I use four independent methods to evaluate the CO2 level of my water. The first is an absolute method that relies on titration using calibrated NaOH and HCl.
I measure the pH of my tank then I take a sample and immediately titrate it with-in 30 sec. (using a standardized NaOH) to 8.5. The molar amount of NaOH used is the first estimate of CO2 in the sample (to be revised later).
Then I titrate the sample with a standardized HCl solution to a pH of 4.5. I boil the sample to remove excess CO2 then if necessary add additional HCl to a pH 4.5. This solution is now CO2 free.
Now I back titrate with my standardized NaOH to the pH of my tank and then continue to a pH of 8.5.
The molar difference between the forward and backward titrations is used to determine the true kH and CO2 concentrations.
This is only one test but I confirm it 3 other ways. First my calibrated drop checker is showing dark green to blue green indicating less than 30 ppm. My pH is right for 25 ppm with low level of non specific alkalinity I have in my samples.

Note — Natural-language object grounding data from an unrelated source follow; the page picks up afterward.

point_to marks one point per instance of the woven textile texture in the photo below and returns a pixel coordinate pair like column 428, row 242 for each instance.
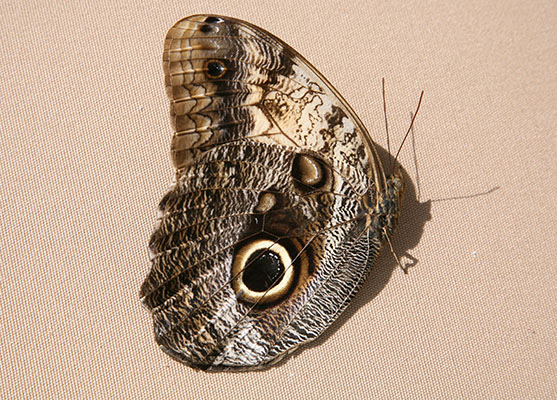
column 85, row 160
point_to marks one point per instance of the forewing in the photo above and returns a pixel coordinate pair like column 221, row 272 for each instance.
column 267, row 154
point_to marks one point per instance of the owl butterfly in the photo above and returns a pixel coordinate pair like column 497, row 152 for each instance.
column 280, row 204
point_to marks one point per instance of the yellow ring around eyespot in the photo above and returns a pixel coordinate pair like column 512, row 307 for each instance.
column 276, row 292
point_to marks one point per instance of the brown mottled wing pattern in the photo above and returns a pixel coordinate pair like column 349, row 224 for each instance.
column 277, row 212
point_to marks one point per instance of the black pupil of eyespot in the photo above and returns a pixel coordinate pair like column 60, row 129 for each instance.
column 215, row 68
column 263, row 271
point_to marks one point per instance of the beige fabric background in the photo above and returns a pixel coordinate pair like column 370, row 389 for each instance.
column 85, row 159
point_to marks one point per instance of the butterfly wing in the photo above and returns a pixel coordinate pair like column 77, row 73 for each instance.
column 265, row 236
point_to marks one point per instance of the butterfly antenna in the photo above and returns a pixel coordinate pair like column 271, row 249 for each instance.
column 409, row 128
column 385, row 114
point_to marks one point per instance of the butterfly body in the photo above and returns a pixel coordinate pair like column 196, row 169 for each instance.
column 280, row 204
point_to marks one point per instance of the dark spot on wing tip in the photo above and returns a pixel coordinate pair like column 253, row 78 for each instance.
column 211, row 20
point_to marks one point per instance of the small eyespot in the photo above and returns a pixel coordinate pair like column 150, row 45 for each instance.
column 309, row 172
column 216, row 69
column 211, row 20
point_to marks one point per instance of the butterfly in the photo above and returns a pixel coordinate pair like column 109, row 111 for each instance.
column 280, row 203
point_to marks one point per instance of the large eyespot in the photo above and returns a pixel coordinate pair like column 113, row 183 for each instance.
column 310, row 172
column 215, row 69
column 263, row 272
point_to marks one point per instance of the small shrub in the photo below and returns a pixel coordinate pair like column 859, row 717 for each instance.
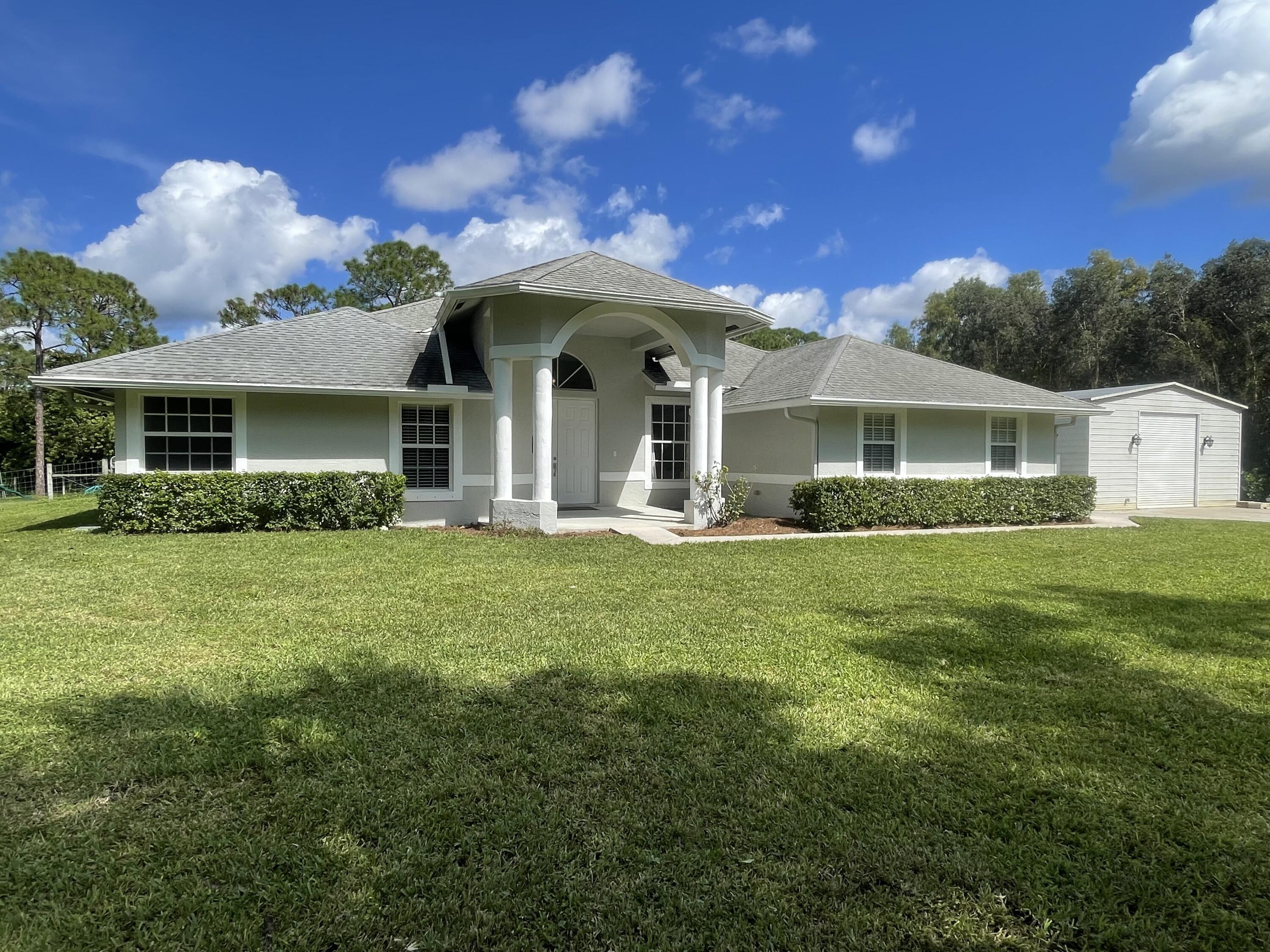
column 844, row 503
column 251, row 502
column 726, row 502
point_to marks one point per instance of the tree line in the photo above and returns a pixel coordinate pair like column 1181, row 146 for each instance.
column 54, row 313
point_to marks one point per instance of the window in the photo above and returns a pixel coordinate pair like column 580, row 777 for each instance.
column 1005, row 443
column 188, row 433
column 426, row 446
column 670, row 441
column 879, row 442
column 571, row 374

And finally Iíve added known amounts of CO2 to my tank from a concentrated solution and find that the pH change associated with the known amount of CO2 added corresponds to the expected theoretical change with low non specific alkalinity and confirms the level of CO2 from my four parameter titration.
I am very confident of my results.

OK here is a comment about what you do.

I noticed that you only calibrate your electrode at one CO2 level. You should do at least three (and I would check at least five different levels the first time I used the device). The relationship between the measured CO2 and the actual CO2 should be linear. I would also check the device at a few different kH values especially very high kH. The reason I would do this is because I looked into getting one of the electrodes you use but the company wasnít very forthwith about explaining the chemistry so I passed.


Now what do you think is wrong with what I am doing?
One thing I am going to do is check your 50 ppm water reference and see what I get.
My feeling is that if we can get your method to agree with mine we will be very confident of the CO2 level.

If you play with chemicals you should know some chemisty.